In any case, it wasn't a done deal: Lincoln couldn't just wave his hand and change the Constitution. And the idea of an unamendable amendment would have had serious problems in the courts. So in the eyes of the secessionists slavery wasn't secure if the slave states remained in the union.
You wrote: "Well this statement presupposes that the issue of slavery had something to do with the cause of the war." Slavery, the spread of slavery to the territories, and the permanence of slavery as an institution had everything to do with the deeper causes of the war -- why the country was so divided and why some people wanted their states to secede from the union, something which no president would allow a state to do unilaterally. So yes, slavery had something -- everything -- to do with the causes of the war.

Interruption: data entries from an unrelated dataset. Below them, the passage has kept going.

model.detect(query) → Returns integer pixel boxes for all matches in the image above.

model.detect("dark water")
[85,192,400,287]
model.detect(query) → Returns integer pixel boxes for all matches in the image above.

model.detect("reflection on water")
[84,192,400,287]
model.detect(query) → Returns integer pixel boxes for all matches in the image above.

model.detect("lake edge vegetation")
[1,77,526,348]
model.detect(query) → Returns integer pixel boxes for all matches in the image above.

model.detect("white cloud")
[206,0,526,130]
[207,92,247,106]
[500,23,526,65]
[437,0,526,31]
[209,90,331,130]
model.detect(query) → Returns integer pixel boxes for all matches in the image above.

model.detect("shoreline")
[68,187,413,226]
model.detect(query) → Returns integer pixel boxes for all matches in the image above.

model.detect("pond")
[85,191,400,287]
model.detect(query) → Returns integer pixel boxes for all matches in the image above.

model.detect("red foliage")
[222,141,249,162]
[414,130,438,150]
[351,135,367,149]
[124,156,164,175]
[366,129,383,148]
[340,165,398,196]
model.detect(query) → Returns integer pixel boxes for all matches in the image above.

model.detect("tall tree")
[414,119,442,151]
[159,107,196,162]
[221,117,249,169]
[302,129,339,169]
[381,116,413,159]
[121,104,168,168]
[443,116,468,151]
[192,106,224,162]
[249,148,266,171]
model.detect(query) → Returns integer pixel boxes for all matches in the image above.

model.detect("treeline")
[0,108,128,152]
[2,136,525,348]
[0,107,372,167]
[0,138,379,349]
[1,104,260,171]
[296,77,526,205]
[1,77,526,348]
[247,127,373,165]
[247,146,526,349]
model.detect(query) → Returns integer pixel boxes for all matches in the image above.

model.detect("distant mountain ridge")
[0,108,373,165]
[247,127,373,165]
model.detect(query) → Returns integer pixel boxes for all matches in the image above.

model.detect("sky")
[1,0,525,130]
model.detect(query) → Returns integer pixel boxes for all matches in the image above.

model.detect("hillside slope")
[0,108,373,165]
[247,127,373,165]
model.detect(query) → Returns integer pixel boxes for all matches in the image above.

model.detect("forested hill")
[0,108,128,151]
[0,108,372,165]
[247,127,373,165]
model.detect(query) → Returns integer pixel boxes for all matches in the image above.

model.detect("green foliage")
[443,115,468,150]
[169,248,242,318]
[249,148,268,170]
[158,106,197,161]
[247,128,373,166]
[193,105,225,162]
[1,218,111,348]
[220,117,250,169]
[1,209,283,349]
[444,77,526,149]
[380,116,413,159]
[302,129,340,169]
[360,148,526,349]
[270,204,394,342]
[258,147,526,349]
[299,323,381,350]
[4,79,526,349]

What was the vote in the Congress?
In any case, it wasn't a done deal: Lincoln couldn't just wave his hand and change the Constitution
Really? That's more or less what he did to pass the current 13th amendment. (Through the Senate anyway) Well, hand waving along with bribes, threats and coercion of Southern states by use of the Army, but yeah, he more or less singlehandedly amended the Constitution.
Slavery, the spread of slavery to the territories, and the permanence of slavery as an institution had everything to do with the deeper causes of the war
That makes no sense in light of Lincoln's efforts to protect slavery by amending the constitution. Even if you are correct that 3/4ths of the states wouldn't ratify it, it still speaks to Lincolns' intent.
You cannot rationally claim the war was about ending something the very man who launched the war was trying to further protect just a month earlier.
This is a dichotomy and cognitive dissonance that I find incomprehensible.